Apparently this body of work wasn't known to Watts when he dove into these ideas, so it's pretty interesting that there is some legitimate historical debate around a concept that Watts felt that he was originating in Echopraxia.
It wasn't that Watts was deliberately creating and anti-trope, instead he was providing a meaningful metric for which to measure any ideology and objectively evaluate performance. Pretty wild stuff, didn't expect to have so much discussion of religion and science in a text like this, as well as having that all further muddled by the exploration of consciousness.
The very end of Echopraxia Watts introduces the idea of "entering the prism", which seems to stem from some real academic work by am Ezequiel Morsella, of which Watts elaborates quite a bit more in this blog article.

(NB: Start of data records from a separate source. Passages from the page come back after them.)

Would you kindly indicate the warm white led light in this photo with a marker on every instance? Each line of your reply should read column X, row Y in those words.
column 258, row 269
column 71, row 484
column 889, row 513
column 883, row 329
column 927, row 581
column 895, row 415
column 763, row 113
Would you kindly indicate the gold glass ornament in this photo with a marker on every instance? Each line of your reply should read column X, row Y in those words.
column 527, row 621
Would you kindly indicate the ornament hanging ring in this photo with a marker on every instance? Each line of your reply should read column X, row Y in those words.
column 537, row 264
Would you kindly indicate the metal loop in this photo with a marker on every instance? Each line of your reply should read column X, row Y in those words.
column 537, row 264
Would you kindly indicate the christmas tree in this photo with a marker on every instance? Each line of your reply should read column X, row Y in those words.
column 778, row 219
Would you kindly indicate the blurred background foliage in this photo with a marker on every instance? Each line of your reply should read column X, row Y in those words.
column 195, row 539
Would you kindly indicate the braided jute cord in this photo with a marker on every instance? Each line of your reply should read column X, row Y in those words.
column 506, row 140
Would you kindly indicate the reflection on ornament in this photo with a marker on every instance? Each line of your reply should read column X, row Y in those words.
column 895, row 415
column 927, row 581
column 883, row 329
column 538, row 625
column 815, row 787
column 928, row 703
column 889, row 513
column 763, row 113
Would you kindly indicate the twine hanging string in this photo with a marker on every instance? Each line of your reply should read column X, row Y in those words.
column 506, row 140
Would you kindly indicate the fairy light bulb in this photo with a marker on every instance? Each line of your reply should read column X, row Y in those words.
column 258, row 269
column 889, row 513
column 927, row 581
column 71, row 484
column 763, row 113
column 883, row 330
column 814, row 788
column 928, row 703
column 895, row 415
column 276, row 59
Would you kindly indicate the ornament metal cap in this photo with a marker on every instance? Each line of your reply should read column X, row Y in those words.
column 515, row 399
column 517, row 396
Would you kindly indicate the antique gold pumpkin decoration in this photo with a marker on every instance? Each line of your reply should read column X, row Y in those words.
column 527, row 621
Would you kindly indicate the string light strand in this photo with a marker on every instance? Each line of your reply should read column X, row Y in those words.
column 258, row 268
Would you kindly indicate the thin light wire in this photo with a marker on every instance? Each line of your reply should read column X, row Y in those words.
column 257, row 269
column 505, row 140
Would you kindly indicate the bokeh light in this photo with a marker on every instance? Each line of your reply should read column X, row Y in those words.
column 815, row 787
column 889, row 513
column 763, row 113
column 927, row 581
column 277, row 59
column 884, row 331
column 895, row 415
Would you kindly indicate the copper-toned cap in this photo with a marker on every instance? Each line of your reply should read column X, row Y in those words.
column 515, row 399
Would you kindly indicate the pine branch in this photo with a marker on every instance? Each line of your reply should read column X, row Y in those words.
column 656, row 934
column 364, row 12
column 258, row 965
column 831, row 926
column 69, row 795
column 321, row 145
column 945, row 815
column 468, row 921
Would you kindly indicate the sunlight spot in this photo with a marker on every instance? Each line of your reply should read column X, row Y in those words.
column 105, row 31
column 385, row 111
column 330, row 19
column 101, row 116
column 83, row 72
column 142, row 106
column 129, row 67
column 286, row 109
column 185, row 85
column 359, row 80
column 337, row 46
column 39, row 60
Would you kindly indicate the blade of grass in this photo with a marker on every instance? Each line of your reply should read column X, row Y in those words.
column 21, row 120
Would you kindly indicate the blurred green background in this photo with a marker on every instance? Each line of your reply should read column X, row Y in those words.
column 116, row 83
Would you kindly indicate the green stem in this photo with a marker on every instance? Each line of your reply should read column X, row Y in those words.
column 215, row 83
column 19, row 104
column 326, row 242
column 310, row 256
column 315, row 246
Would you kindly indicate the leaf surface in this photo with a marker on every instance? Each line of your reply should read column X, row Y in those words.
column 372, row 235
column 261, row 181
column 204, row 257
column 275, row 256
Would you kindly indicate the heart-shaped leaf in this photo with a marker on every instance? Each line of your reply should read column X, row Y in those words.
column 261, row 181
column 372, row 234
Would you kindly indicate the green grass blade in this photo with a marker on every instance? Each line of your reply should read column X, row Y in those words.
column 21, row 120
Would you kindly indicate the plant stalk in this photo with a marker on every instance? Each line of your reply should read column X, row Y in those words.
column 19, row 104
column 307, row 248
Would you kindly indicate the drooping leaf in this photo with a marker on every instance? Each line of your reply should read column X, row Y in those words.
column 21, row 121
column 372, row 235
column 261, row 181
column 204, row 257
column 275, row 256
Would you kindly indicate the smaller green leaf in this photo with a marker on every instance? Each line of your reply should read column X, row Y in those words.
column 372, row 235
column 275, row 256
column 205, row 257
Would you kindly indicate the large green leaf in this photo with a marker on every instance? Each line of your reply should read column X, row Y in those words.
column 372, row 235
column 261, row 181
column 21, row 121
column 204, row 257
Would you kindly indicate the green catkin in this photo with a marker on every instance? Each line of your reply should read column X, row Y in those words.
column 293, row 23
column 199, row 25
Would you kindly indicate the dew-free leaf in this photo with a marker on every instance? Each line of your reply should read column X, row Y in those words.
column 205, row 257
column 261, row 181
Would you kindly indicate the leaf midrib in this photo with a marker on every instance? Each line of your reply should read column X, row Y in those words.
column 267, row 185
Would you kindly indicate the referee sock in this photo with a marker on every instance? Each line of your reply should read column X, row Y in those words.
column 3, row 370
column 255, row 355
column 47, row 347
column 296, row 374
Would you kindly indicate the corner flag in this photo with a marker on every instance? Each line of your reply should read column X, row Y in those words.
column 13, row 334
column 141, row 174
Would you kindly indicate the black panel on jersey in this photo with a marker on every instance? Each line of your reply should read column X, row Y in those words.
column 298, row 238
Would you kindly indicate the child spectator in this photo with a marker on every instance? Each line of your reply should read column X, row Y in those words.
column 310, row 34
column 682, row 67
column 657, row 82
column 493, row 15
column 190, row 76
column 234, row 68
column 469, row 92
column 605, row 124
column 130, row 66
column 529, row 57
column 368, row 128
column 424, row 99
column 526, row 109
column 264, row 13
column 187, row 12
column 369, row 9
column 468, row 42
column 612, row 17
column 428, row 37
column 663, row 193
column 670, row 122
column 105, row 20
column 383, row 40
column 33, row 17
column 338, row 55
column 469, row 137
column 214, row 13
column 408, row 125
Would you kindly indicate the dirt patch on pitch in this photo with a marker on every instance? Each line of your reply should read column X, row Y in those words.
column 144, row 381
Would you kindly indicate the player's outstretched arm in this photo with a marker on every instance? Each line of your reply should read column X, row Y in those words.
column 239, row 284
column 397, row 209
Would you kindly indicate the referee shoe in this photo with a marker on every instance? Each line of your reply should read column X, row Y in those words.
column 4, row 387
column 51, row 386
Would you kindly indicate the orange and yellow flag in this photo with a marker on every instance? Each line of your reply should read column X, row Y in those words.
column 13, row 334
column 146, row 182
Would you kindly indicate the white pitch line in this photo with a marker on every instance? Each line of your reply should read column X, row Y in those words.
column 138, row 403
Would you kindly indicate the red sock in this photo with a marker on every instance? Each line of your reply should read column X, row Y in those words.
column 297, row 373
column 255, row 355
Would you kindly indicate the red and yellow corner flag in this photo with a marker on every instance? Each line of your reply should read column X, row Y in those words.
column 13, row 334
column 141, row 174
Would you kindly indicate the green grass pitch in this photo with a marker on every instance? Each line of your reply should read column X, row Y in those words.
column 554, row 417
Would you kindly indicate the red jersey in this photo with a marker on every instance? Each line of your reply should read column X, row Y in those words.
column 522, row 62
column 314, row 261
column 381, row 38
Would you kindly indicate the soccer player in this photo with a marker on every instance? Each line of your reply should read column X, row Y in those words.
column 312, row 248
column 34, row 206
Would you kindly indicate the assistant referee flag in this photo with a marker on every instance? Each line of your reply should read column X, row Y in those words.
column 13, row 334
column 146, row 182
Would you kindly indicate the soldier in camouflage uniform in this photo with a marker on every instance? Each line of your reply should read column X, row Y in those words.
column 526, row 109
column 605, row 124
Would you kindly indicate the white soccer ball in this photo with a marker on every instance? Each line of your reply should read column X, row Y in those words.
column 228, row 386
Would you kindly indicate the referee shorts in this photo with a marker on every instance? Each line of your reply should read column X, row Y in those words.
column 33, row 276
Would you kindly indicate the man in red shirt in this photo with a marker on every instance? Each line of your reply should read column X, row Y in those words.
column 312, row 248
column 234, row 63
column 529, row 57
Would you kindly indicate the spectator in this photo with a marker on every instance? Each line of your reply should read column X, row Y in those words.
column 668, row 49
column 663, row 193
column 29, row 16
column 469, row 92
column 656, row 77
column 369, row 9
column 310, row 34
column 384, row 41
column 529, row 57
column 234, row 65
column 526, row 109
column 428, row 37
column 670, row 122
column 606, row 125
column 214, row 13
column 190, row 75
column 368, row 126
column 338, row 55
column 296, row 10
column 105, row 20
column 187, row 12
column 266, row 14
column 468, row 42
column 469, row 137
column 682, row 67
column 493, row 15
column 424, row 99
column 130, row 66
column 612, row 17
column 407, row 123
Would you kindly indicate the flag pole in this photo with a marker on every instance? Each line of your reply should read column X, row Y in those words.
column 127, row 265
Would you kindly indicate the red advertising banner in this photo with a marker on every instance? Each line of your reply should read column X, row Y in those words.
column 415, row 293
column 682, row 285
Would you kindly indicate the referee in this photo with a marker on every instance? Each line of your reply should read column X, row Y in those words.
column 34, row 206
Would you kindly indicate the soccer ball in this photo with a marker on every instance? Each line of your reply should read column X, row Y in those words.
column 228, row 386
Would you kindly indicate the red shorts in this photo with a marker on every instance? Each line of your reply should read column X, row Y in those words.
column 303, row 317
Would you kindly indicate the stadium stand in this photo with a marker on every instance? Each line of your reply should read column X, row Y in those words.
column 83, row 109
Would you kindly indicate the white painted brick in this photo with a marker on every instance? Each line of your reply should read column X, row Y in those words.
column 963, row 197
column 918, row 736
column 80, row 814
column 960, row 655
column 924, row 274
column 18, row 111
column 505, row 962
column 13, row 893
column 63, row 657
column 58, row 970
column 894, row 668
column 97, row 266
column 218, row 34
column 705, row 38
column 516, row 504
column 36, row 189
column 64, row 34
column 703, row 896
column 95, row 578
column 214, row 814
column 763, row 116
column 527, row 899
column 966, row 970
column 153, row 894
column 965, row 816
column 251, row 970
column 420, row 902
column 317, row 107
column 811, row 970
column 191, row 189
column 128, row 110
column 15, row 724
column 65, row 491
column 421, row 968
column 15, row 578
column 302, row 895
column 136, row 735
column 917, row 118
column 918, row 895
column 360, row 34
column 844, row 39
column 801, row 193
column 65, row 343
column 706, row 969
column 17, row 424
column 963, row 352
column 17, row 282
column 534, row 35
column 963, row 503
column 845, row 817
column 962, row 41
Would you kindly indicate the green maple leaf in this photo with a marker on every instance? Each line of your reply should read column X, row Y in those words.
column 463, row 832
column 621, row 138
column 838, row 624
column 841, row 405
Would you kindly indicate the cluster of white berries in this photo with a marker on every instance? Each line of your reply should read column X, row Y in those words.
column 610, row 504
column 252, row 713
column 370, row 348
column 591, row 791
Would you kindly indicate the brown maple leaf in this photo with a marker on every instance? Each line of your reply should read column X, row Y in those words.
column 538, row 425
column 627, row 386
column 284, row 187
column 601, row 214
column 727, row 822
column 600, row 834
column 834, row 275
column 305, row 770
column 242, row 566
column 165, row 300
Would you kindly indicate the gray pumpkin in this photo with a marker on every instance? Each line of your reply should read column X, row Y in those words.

Cognitive Doping: Utilization of stimulants is apparently a common practice in academic circles today. Even at the primary and undergraduate level we're seeing significant abuse of amphetamines. Dissasociative hallucinogens are starting to have more mainstream discussion in terms of academic use for stimulating creativity. So, this is all stuff that is going on today and Watts throws it into his stories but advances the timetable by fifty years.
Transhumanism: In both of the texts Watts introduces novel concepts of transhumanism. There is a sort of standard mix of concepts like neural implants and reproduction without sex, but then he introduces things like revival/manipulation of human species offshoots (particularly vampires recovered from the distant past) for particularly beneficial skills.
Humans Biological networks as Computing Entities: In Blindsight there is a good deal of discussing information processing as a multi-tenant problem biologically, this is stepped up further with the introduction of the Bicameral Order in Echopraxia. This theme was woven into the discussion of Religion and Science in an exceedingly interesting fashion.
The Chinese Room: Just dive right into this page and if you're at all interested, well both texts bring this up in juxtoposition of humanity/consciousness quite often.
- If you liked the idea of the Bicameral Order, you should consider reading Neal Stephenson's The Diamond Age. There is also some similarities of this idea and style of use in Hannu Rajaniemi's The Quantum Thief.
- If transhumanism and neural enhancements interested you, then you should read anything in the Revelation Space Universe by Alastair Reynolds. This recommendation doubles if you enjoyed the style of how Watt's introduces horrific concepts as he and Reynolds have a certain Lovecraftian style to them.